La Société Civile d’Oïcha tire la sonnette d’alarme face aux tracasseries dont seraient victimes les usagers de la barrière de Mavivi, dans le territoire de Beni au Nord-Kivu. Dans une déclaration faite par son rapporteur, Darius Siyayira, cette structure citoyenne appelle le gouverneur militaire du Nord-Kivu, le général-major Somo Kakule Évariste, ainsi que l’administrateur du territoire, le colonel Euta Omeonga Charles, à intervenir d’urgence.
Selon la société civile locale, les passagers sont contraints de payer 1 000 francs congolais pour franchir la barrière, un montant présenté comme des “ frais de sécurité ”. Une pratique jugée illégale et préjudiciable à la population, déjà éprouvée par l’insécurité et les difficultés économiques.

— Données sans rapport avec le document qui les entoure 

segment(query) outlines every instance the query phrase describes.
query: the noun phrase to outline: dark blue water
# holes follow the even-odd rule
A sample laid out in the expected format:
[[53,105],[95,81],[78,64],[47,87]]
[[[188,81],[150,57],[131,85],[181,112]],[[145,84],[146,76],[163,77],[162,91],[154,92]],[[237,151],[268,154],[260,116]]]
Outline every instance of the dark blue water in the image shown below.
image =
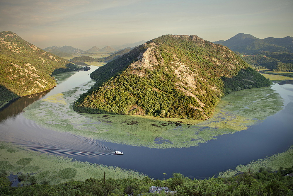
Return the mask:
[[[41,97],[86,82],[89,73],[85,72],[80,71],[76,74],[80,75],[57,86],[60,89],[21,98],[1,109],[0,140],[21,144],[33,150],[134,170],[160,179],[164,178],[163,173],[168,178],[175,172],[197,178],[212,177],[237,165],[283,152],[293,145],[293,85],[290,84],[276,84],[272,87],[285,99],[283,110],[246,130],[220,136],[217,139],[188,148],[157,149],[101,142],[45,129],[21,115],[24,107]],[[74,77],[81,80],[76,83]],[[71,80],[75,83],[72,84]],[[21,132],[23,134],[21,138],[18,136]],[[124,154],[115,155],[115,150]]]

« Les habitants ne parviennent plus à vaquer librement à leurs occupations à cause de cette obligation imposée par certains éléments de sécurité », déplore la société civile, qui appelle les autorités provinciales et territoriales à mettre fin à ces abus et à garantir le respect des droits des citoyens.
Elle rappelle également que le territoire de Beni accueille un grand nombre de déplacés venant des zones affectées par les attaques des ADF et du M-23, tant au Nord-Kivu qu’en Ituri. Malgré cela, une accalmie relative est observée ces dernières semaines dans plusieurs localités, notamment à l’approche des festivités de fin d’année.
La société civile d’Oïcha souligne enfin que le territoire de Beni est l’un des rares à n’avoir jamais été occupé par la rébellion M-23. Elle appelle la population à demeurer vigilante durant cette période sensible.